There was a wicked echo in the back regions of the Winthrop tent as Charlie asked this, and a chorus of childish voices piped up, "Come and kiss yoo papa," and Dian and Ellen were again too overcome with successive peals of cruel, heartless merriment even to reply to Charlie.



"Dian," called Rachel, from the tent door, "come here a moment. I want you to find that flat-iron you laid away somewhere."



"Why, Rachel, the bugle has sounded for us to gather for morning exercises in the bowery. What do you want of the flat-iron?"



"I want the tub, too; Harvey, you carry that tub right down to the creek this minute, and if I catch you up to any more of your monkeyshines, I will have your father punish you. Do you hear, sir?"



"Why, Rachel, Rachel," protested Dian, "don't get angry with Harvey up here. Surely he is not up to mischief in this lovely place?"



"Do you know what he did?" exclaimed his mother, more inclined to laugh after all than to scold, "he took Henry Boyle's new red shirt out of his tent and then soused it in the creek and left it soaking there all night. He dragged it this morning through the black mud of this horrid valley until you can't tell what it is. Brother Boyle can't get up, I tell you, till I wash and iron his shirt. I am almost inclined to whip Harvey myself."



But she refrained; and the two women dragged the shirt out amid smothered peals of laughter, and sent Harvey to his duty in the crack juvenile regiment of Rifles, while Dian herself was not unwilling to be urged by Rachel to go on with Ellen to the exercises, permitting her kind-hearted sister-in-law to prepare the shirt for future service.



And still there floated at mysterious intervals that jeering cry about the tent of the fallen hero, as he lay ruminating within the inner sanctuary of his own tent on the mischances of fickle fortune.



"Come and kiss yoo papa," wailed the children, as they, too, departed for the exercises in the bowery.



The scene in the central pavilion was impressive! After prayers had been offered by Apostle Amasa Lyman, the great silken flag, taken down through the dewy shades of night, was unfurled from the tallest tree in the vicinity, by the youthful John Smith, son of the murdered patriarch, and once more the bands broke into crashing melody, and again the cannon roared across the affrighted silence, while the people shouted as the emblem of Liberty was unfurled to the morning breeze.



The regiments of the Utah militia which had been drawn up in rigid lines before the central pavilion, now saluted the Governor of the Territory, Brigham Young, and then began a series of brilliant evolutions. The marching and counter-marching of this tried and trusty band of mountaineer soldiers made a gallant display which was eminently fitting to time and scene, in its evidence of loyal devotion to freedom's rights.

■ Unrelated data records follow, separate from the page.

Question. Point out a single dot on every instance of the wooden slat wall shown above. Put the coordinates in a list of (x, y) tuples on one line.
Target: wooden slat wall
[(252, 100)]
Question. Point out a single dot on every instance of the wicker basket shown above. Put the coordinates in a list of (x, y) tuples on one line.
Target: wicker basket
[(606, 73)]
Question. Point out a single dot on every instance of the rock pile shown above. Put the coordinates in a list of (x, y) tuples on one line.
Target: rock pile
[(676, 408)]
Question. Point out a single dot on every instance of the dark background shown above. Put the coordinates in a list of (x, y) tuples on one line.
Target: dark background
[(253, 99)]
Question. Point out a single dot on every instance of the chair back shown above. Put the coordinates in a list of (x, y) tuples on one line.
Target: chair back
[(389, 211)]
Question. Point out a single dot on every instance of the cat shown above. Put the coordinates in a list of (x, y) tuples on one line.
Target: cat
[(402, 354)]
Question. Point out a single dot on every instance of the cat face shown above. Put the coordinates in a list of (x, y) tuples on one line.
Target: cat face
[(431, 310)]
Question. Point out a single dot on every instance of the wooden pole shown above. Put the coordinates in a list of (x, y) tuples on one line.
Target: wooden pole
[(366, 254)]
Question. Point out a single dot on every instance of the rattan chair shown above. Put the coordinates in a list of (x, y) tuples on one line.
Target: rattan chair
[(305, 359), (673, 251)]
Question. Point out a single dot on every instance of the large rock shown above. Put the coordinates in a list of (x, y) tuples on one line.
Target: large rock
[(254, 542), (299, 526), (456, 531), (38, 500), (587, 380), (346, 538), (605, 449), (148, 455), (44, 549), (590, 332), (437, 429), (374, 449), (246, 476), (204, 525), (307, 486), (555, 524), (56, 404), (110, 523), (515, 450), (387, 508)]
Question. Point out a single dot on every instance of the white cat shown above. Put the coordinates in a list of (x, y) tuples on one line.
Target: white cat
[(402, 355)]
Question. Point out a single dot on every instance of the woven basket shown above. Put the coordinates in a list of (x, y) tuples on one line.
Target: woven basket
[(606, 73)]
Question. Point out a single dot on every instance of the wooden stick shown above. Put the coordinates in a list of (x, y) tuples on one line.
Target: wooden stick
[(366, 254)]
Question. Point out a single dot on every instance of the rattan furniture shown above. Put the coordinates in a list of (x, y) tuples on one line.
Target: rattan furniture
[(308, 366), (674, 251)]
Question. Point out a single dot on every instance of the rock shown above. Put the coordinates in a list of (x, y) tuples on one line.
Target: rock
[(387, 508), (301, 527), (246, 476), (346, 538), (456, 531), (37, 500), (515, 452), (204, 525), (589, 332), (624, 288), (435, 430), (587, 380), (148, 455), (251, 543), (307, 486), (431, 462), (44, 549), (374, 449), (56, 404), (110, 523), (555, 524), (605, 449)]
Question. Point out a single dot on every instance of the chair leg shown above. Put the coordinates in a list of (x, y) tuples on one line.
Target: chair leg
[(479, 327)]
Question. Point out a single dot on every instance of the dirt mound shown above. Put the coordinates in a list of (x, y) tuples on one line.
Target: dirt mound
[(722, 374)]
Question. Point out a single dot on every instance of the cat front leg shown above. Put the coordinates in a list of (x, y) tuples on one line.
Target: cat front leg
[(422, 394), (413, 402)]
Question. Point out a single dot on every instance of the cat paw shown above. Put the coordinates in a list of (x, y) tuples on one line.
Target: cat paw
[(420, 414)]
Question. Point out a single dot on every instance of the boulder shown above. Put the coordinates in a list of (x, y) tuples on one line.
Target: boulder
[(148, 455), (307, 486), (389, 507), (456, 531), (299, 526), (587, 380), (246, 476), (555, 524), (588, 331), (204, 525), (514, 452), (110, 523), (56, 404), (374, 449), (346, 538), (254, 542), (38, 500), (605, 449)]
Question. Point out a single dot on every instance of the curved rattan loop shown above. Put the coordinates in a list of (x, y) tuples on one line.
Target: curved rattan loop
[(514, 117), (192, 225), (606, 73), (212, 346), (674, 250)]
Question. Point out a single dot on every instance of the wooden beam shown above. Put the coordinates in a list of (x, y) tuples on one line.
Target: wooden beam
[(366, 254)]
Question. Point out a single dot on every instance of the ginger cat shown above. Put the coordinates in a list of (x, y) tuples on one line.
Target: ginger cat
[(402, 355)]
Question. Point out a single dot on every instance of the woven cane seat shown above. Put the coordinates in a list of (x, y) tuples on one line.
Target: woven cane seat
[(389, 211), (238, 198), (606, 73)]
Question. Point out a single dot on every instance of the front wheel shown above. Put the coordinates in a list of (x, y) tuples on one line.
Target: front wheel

"Dian," whispered Ellen, as the two sat watching the maneuvers, "don't you just love a soldier? The sight of those brass buttons is just thrilling to me."



Dian's answer was more moderate, but she would have been less than human if she had not been thrilled by the sight of the so-called "Hope of Israel," the Juvenile Rifle Company which was now led out by the handsome young son of the President himself, John W. Young; for all those youngsters were less than sixteen years old. Her nephew, Harvey Winthrop, was in that gay company, as she noted triumphantly. And their marching and counter-marching, their saluting and drilling was a sight to touch the most sluggish heart into warmth of admiration.



"Oh, Dian, isn't that the cutest thing you ever saw in your life?" again asked happy Ellen, as they watched the youthful soldiers finally trot off to the silence of the trees beyond.



"Let us go, Dian, now that the military exercises are over. I have just been longing to climb those peaks, and see the lakes above us. Come quick; let us go now," and the restless girl pulled at her friend's sleeve.



"Why, dear, you must be one of the reckless spirits the President was talking about last night. We ought to stay and listen to all the program in the Bowery. Let us go with the crowd and not sneak off alone."



But Ellen could not wait, so eager were her feet to press the forbidden slopes of the hills above. She longed to fly, so vital were her pulses. The girls compromised as usual and finally walked over to the swings on the north side of the lake, and both swung themselves into happy weariness in half an hour's time.



"Where are the boys?" asked Willie Howe, as the two girls strolled about.



"John is doing guard duty; Charlie is down the canyon with the horses; Tom declares he will bring us a whole wheelbarrow of fish for dinner, so I suppose he is somewhere on the lakes fishing."



"And where is Henry Boyle?"



At that Dian remembered his plight and her ready laughter bubbled up to eyes and lips. She told the shirt story midst peals of wicked laughter. Youth is so cruel!




IV

THE ECHO DOWN THE CANYON

The two girls now strolled outward toward Solitude. On and on they went, drawn by the beauty of the scene about them. As the upward path brought them into the over-arched seclusion of the eternal quaking-aspens, towering in highest majesty above them, their very tones were hushed to reverence by the surrounding loveliness.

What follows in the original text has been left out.